Term Life policy itself comes in two separate forms; they are the decreasing term policy and the level term policy. The premium keeps on decreasing in decreasing term policy. The actual amount depends on the benefits and other terms of the policy. This is the most economical policy available and is even cheaper than the level term life policy. On the other hand, the level term life policy does not decrease in amount where the premium for this policy remains constant. Second type of policy is the whole life insurance which is more expensive and the premiums under this policy can be even two times or more than that under term policy. The premium money gains value through dividend.

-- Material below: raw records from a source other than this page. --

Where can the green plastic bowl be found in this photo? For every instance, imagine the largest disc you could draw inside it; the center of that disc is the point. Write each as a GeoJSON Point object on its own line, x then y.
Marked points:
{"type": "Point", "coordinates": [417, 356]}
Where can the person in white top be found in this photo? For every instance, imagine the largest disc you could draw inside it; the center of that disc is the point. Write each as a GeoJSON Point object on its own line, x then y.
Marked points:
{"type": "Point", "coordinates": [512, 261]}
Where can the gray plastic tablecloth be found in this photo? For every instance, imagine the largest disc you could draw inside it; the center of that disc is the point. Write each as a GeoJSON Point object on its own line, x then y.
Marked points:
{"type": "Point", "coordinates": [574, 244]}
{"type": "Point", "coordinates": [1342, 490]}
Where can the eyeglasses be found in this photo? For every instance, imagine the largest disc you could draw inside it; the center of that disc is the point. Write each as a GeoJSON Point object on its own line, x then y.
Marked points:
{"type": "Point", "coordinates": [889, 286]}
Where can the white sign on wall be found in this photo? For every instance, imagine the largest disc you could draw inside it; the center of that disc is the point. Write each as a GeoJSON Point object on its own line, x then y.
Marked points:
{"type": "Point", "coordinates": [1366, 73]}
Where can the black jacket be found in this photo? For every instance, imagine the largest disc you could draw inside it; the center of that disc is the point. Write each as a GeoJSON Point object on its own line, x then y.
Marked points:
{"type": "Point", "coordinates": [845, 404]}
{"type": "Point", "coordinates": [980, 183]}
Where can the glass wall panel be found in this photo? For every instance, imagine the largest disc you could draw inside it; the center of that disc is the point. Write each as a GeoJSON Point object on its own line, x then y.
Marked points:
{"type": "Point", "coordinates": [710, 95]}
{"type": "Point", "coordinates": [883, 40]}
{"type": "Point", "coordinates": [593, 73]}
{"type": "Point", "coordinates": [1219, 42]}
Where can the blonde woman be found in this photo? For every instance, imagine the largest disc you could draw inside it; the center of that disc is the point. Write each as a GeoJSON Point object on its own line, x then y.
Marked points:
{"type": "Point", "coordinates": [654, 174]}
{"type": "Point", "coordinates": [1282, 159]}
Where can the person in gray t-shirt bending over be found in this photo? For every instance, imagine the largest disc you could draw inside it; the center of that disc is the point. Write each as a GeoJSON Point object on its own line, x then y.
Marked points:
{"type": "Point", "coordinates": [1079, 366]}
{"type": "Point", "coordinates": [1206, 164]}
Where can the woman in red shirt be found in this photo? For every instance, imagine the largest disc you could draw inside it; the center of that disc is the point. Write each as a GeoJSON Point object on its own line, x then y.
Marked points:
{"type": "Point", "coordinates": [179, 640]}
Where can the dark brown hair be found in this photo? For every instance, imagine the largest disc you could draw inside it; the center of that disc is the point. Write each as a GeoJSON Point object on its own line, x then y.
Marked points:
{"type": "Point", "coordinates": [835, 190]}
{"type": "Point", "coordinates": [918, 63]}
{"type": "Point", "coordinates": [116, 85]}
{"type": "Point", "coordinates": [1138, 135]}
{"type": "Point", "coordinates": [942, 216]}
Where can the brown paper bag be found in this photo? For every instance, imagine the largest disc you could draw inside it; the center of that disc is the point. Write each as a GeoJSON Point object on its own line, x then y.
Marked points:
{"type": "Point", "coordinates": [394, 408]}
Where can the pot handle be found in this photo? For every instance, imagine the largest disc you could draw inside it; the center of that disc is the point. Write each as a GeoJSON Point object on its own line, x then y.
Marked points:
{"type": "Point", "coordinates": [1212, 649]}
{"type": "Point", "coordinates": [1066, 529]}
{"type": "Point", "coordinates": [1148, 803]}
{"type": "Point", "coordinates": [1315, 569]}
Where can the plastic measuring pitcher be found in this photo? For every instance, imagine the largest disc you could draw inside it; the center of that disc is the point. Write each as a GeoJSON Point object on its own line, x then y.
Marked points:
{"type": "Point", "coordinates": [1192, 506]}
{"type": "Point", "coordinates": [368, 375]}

Universal Life Insurance is a combination of both the term life policy and the whole life policy. It provides the policy owner an option to increase amount of the premiums at a later stage. This is all about securing the life.No comments »Posted in life insurance by admin on 20 May 2010 A number of people avoid life insurance just because they do not know what it is all about and many people wonder by saying, “What are the benefits of life insurance?” Life insurance is an imperative part of most people’s sound financial plan. Especially for younger and a fresher in career or still in the wealth accumulation stage are the most beneficial. Life insurance often gets overlooked because there’s no law requiring it; many people don’t like idea about their own death so they avoid it; it’s not “tangible” so people can have dilemma seeing its value;

When people think about financial matters they have a preference to reflect of their own accumulation, not paying somebody else “just because they die”; Some people get upset at the thought of “putting a price on their life”, even though that’s not at all what life insurance is about. But with life insurance, one gets an instantaneous estate created. Protecting the loved ones from the financial effects of any untimely death, one could also be protecting own legacy by using life insurance as a “key man” policy in a partnership  business, or use life insurance as part of estate planning for “rich”.

Life insurance is expected to be suspiciously planned out between a the customer  and his/her agent or a financial planner so that the customer can figure out the amount of death benefit that he/she needs to protect the spouse, children, etc from awful consequences of their untimely death and In this regard, most people are under insured usually. The true recommendation is that one should carry anywhere from eight to 20 times his/her current income as their face value on the policy. This may sound extreme, but think about the consequences of the untimely death.